The specific bone of contention mentioned by iSideWith - the so-called 24-day delay - is also completely misunderstood. For one, the claim has to do with undeclared - non-nuclear - sites where the IAEA may suspect Iran is engaged in proscribed activities. Undeclared sites, such as military bases and research installations, are legally off-limits to inspectors. The seven parties to the deal - Britain, China, France, Germany, Russia, the United States and Iran - have attempted to square this circle through a reasonable review process.

Jeffrey Lewis, director of the East Asia Nonproliferation Program at the James Martin Center for Nonproliferation Studies, has explained that, rather than 24 days, "the IAEA will need to give only 24 hours' notice before showing up at a suspicious site to take samples. Access could even be requested with as little as two hours' notice, something that will be much more feasible now that Iran has agreed to let inspectors stay in-country for the long term. Iran is obligated to provide the IAEA access to all such sites..."

"What happens if Iran tries to stall and refuses to provide access, on whatever grounds?" Lewis continues, before laying out the parameters of the process:
There is a strict time limit on stalling. Iran must provide access within two weeks. If Iran refuses, the Joint Commission set up under the deal must decide within seven days whether to force access. Following a majority vote in the Joint Commission — where the United States and its allies constitute a majority bloc — Iran has three days to comply. If it doesn't, it's openly violating the deal, which would be grounds for the swift return of the international sanctions regime, known colloquially as the "snap back."
This arrangement is much, much stronger than the normal safeguards agreement, which requires prompt access in theory but does not place time limits on dickering.
What opponents of the deal have done is add up all the time limits and claim that inspections will occur only after a 24-day pause. This is simply not true.
Unfortunately, the guys running iSideWith - Taylor Peck and Nick Boutelier - don't seem to know any of this.
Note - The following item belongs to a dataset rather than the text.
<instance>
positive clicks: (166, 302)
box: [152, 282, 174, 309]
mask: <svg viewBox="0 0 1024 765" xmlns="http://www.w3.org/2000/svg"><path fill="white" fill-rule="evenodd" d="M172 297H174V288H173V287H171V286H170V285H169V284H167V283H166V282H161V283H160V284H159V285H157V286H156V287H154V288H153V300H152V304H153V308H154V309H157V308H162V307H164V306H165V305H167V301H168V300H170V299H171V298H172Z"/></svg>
But they should, especially since they're claiming to be providing context upon which their users can make informed decisions about supporting an unprovoked and illegal military assault on a country of 80 million people.

It appears that iSideWith should first inform itself before siding with discredited allegations and base propaganda over clear facts. Without a doubt, the Iran poll question should be updated to reflect reality.

*****

1 comment:

  1. Isn't it true that the conditions of the Advanced Protocol remain in place, i.e. the inspection of military sites needn't be permitted by Iran?